Built about 130 years ago as a means of keeping cabbies out of the pubs, regulations specified that they could be no bigger than a horse and buggy. Hence, up to 30 men sometimes squeeze themselves into a building the size of a Fotomat.
Nine of these historic landmarks are left, and the cabbies still flock to them to grab a bite to eat, rest and unload.
"I like the camaraderie. Everybody is in the same boat as you. They all understand the difficulty of dealing with the public," O'Reilly says.

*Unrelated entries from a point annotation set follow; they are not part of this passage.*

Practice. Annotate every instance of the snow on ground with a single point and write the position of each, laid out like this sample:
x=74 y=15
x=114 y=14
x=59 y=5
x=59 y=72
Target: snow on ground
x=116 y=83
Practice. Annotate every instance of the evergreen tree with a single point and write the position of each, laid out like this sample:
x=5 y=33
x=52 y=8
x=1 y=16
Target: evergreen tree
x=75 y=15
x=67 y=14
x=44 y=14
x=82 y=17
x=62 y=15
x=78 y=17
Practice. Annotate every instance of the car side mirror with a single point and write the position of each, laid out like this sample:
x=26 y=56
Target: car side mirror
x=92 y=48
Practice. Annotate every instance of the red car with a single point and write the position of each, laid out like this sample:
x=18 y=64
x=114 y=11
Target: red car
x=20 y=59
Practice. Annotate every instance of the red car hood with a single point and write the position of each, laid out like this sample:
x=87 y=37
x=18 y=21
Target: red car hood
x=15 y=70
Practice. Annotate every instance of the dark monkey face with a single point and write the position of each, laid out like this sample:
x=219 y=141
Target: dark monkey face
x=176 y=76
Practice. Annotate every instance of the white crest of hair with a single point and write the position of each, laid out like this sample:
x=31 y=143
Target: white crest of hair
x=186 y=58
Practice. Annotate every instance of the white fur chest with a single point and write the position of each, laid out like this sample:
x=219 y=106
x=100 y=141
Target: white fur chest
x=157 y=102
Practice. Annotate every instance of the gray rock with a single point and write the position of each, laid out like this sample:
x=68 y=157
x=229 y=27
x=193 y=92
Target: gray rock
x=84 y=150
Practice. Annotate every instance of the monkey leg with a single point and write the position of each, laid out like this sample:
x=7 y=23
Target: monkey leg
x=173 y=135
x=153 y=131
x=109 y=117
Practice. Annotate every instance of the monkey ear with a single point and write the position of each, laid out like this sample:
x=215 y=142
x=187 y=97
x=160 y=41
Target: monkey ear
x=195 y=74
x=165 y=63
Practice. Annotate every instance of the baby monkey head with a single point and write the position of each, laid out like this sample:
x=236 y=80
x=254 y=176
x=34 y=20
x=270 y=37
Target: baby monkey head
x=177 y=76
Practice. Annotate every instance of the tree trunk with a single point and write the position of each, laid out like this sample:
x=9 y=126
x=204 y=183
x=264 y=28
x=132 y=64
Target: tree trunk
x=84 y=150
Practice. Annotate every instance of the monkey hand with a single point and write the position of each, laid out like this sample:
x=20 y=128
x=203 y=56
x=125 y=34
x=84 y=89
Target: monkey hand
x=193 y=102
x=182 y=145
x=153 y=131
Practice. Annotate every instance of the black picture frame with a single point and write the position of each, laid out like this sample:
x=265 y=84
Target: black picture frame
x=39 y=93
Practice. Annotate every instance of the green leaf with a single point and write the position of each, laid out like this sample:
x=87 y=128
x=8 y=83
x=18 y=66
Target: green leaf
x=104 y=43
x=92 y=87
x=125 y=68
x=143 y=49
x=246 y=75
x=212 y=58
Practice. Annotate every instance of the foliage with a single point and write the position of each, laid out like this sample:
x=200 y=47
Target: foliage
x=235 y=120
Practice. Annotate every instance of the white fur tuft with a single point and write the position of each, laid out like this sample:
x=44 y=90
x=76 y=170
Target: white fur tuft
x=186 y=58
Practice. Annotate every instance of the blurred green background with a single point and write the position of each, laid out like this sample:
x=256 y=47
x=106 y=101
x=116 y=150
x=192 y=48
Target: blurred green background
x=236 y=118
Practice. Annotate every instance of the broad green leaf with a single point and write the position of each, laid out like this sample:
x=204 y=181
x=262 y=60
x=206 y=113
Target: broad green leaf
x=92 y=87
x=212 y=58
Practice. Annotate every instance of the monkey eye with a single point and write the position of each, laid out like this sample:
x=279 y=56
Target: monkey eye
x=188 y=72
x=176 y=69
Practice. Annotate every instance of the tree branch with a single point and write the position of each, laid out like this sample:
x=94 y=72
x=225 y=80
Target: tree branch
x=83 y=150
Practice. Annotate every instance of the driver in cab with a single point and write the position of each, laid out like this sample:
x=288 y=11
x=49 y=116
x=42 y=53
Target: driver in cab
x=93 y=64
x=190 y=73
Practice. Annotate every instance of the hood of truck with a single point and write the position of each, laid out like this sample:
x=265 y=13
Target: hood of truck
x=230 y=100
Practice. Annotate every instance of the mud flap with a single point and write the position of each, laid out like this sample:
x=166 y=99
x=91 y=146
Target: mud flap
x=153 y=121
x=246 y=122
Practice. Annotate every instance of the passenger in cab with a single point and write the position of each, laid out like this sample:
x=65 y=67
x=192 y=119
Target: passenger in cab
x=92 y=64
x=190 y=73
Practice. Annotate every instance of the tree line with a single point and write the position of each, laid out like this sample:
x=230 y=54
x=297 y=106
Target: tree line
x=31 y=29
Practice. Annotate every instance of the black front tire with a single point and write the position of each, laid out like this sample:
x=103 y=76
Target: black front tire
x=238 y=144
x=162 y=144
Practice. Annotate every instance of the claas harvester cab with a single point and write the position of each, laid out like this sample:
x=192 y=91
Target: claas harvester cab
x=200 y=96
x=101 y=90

While the veterans unwind at the cabmen's shelters, a host of Knowledge Boys are at the Public Carriage Office, circling like dogs around two suited men who have just emerged from their respective Appearance Days, a 15-minute exam that takes place in what has for years been known as the "Corridor of Fear."
The examiners ask pickup and dropoff points, and the Knowledge Boy must recite the most direct route, a challenge, as one London newspaper described it, akin to "walking blindfolded up a down escalator."
So the other Knowledge Boys, who study London's tangle of streets on mopeds with maps fastened to their windshields, want to know what was asked. Were you asked about the Finnish church? What about the American Peanut Council -- did they ask you where that was? What about the Ice Cream Federation?
"You go out every day, every morning, and pick up the points, new points," Knowledge Boy Tim Yildiz says. "But then you go down there (for an Appearance) and you forget everything. It wakes me up at night.
"We just want to finish the Knowledge and have a life again."
Trainer O'Reilly agrees that doing the Knowledge is all-consuming, citing a student who said that her husband complained because she accidentally screamed out street names during times when he would rather have heard heard his name.
The Knowledge Boys' Appearance Day nerves will be nothing compared with their first-day jitters. Purdue, who has been driving about 25 years, says he was so nervous he was nearly sick. And O'Reilly drove around for about an hour, afraid to put the taxi light on.
The examiners are drill sergeants, testing the mettle of Knowledge Boys as much as their knowledge of streets, hence a 75 percent dropout rate.
To get more drivers on the streets, Mayor Ken Livingstone has proposed making the Knowledge easier, but even the Knowledge Boys don't want that, despite the 60-hour weeks, the abandoned relationships and the crippling nerves each Appearance Day. It is a personal challenge as much as a professional one.
"The Knowledge is what makes London's taxi drivers what they are: the best in the world," says proud cabby Shenholds.
Knowledge Boy Yildiz still has to endure a few more Appearance Days, writing in a recent e-mail that homeopathic remedies and a gentle examiner helped ease some of the angst a few weeks ago over his most recent exam.
He doesn't know if he will celebrate with friends first or go out on the roads right away, but if all goes as planned, Yildiz expects to join the ranks of "London's best" this summer, whereupon, after a brief ceremony, he will pin the brass badge over his left breast and climb behind the wheel of a London Black Cab.
Then, stepping in line with an old tradition, Yildiz will let his first fare ride for free. Once he turns the taxi light on, that is.